Prix de l'électricité : ces fournisseurs alternatifs qui poussent leurs clients à retourner au tarif réglementé d'EDF
Face aux prix de l'électricité qui ont grimpé de plus de 30% en quelques semaines, les fournisseurs alternatifs d'énergie connaissent aussi la crise. Et certains poussent même leurs clients à aller vers la concurrence, comme franceinfo a pu le constater.
Le monde à l'envers, ou presque. Aline est cadre du secteur juridique en Ardèche, et cliente du fournisseur Mint Energie. Elle vient d'apprendre que sa facture allait quadrupler au 1er octobre : "J'ai reçu un courrier de Mint Energie hier qui m'indique qu'avec le tarif réglementé d'EDF, mon budget annuel serait de 3 217 euros en moins par rapport à maintenant", explique-t-elle. Mais il y a encore plus étonnant : comme le précise Aline, ce courrier officiel que franceinfo a pu consulter lui "indique également toute la procédure pour changer d'opérateur et le plus facilement possible."
En cause : depuis un an, le prix de l'électricité a été multiplié par sept, une hausse qui ne peut être répercutée sur tous les clients. Résultat, les fournisseurs alternatifs d'énergie vivent une véritable situation de crise, avec une hausse de 30% en un mois pour le prix de l'électricité sur le marché de gros.
Ainsi, selon François Carlier, délégué général de l'association de consommateurs CLCV, si des fournisseurs d'électricité veulent se débarrasser d'une partie de leurs clients, c'est qu'ils ont signé des contrats d'électricité à prix fixe, un prix bien plus bas que celui payé actuellement sur le marché de gros.
"C'est tout à fait inédit dans l'histoire économique, alors que c'est à la mesure des perturbations du secteur de l'énergie, mais aussi d'une ouverture du marché qui aura été été très, très très fragile."

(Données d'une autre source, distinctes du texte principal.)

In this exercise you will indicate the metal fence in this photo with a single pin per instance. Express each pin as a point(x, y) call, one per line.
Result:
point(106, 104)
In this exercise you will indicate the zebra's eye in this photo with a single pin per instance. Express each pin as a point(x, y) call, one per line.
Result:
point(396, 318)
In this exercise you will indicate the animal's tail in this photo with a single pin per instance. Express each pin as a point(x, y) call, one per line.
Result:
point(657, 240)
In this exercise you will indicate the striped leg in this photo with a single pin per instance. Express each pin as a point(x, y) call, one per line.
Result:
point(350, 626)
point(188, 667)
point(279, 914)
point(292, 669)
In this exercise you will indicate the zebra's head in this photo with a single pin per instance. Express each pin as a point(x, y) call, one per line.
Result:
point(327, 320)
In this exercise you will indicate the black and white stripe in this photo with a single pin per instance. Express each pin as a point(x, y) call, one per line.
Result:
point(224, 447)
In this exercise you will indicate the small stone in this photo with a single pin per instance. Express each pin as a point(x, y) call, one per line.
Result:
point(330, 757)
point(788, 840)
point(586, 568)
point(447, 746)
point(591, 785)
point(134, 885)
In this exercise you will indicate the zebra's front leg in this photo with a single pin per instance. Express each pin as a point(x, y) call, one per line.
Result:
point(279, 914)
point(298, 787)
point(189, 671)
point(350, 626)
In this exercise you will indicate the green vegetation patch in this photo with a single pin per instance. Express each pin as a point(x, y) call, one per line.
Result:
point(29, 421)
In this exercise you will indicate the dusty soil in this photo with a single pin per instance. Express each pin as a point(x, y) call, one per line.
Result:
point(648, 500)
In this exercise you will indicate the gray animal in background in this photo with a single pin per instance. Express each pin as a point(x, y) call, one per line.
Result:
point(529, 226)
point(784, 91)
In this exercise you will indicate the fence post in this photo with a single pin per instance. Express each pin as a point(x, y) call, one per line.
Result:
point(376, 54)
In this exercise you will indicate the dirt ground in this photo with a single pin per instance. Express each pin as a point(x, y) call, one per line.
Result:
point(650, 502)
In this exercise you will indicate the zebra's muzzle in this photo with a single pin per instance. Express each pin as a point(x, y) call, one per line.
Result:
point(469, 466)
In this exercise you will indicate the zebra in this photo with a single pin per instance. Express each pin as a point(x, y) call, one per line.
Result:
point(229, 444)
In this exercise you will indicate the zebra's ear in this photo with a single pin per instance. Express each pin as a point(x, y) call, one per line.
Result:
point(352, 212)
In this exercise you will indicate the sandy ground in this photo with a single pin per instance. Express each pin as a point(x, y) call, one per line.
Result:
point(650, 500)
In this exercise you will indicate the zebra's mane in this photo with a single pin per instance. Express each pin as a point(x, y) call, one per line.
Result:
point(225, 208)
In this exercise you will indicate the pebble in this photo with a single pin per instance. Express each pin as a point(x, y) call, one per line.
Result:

François Carlier, de la CLCVà franceinfo
Face à un risque de faillite, le gouvernement a d'ailleurs lancé une cellule d'accompagnement pour la quarantaine d'opérateurs alternatifs. Néanmoins, le cabinet d'Agnès Pannier-Runacher, en charge de la Transition énergétique, essaye de rassurer : "Il n'y a pas de cas de faillite imminente !"
Une fraude sur le droit d'accès au nucléaire ?
Le risque pour ces opérateurs alternatifs est de voir ses clients fuir massivement vers l'opérateur historique EDF et ses tarifs réglementés. "Il y aura de probables faillites", estime pour sa part Jacques Percevois, économiste et professeur émérite à l'université de Montpellier. Il explique que certains petits fournisseurs n'ont pas assez anticipé l'achat d'électricité quand les prix étaient abordables et sont aujourd'hui contraints d'acheter, sur le marché de gros, le kilowattheure sept ou huit fois le prix qu'il valait en début d'année. Mais l'association de consommateurs CLCV soupçonne les fournisseurs d'avoir une autre raison de pousser leurs clients vers la sortie.
"Il se trouve que ces opérateurs ont un droit d'accès au nucléaire d'EDF. Ils peuvent spéculer avec sur les marchés pour justifier ce droit spéculatif, ils doivent justifier d'un certain volume de clientèle jusqu'à l'été."
François Carlier, CLCVà franceinfo
"Là, comme par hasard, à la fin du mois d'août, ils cherchent tous à se débarrasser des clients, ajoute-t-il. On s'attend quand même à découvrir de grandes fraudes sur ce système de droit nucléaire qui aurait eu lieu au cours de l'année 2022. En tout cas, on attend beaucoup du régulateur et de l'État en terme de contrôle en la matière", précise ainsi l'association de consommateurs.
Pour donner un ordre d'idée, les fournisseurs alternatifs ont pu acheter le kilowattheure à EDF à 42 euros. Le prix de marché était côté ce jeudi 25 août à plus de 600 euros. Grâce à un mécanisme complexe de revente sur le marché de gros, les fournisseurs peuvent réaliser des marges commerciales, en jouant parfois avec les limites juridiques. Un risque à relativiser, selon Jacques Percebois, qui estime qu'il pourrait y avoir un peu de spéculation, mais sans qu'elle soit massive. Le ministère de la Transition énergétique indique, de son côté, rester vigilant et confirme que des enquêtes seraient menées en cas de soupçon. Le gouvernement appelle même les entreprises du secteur à l'alerter, si elles constatent de tels comportements.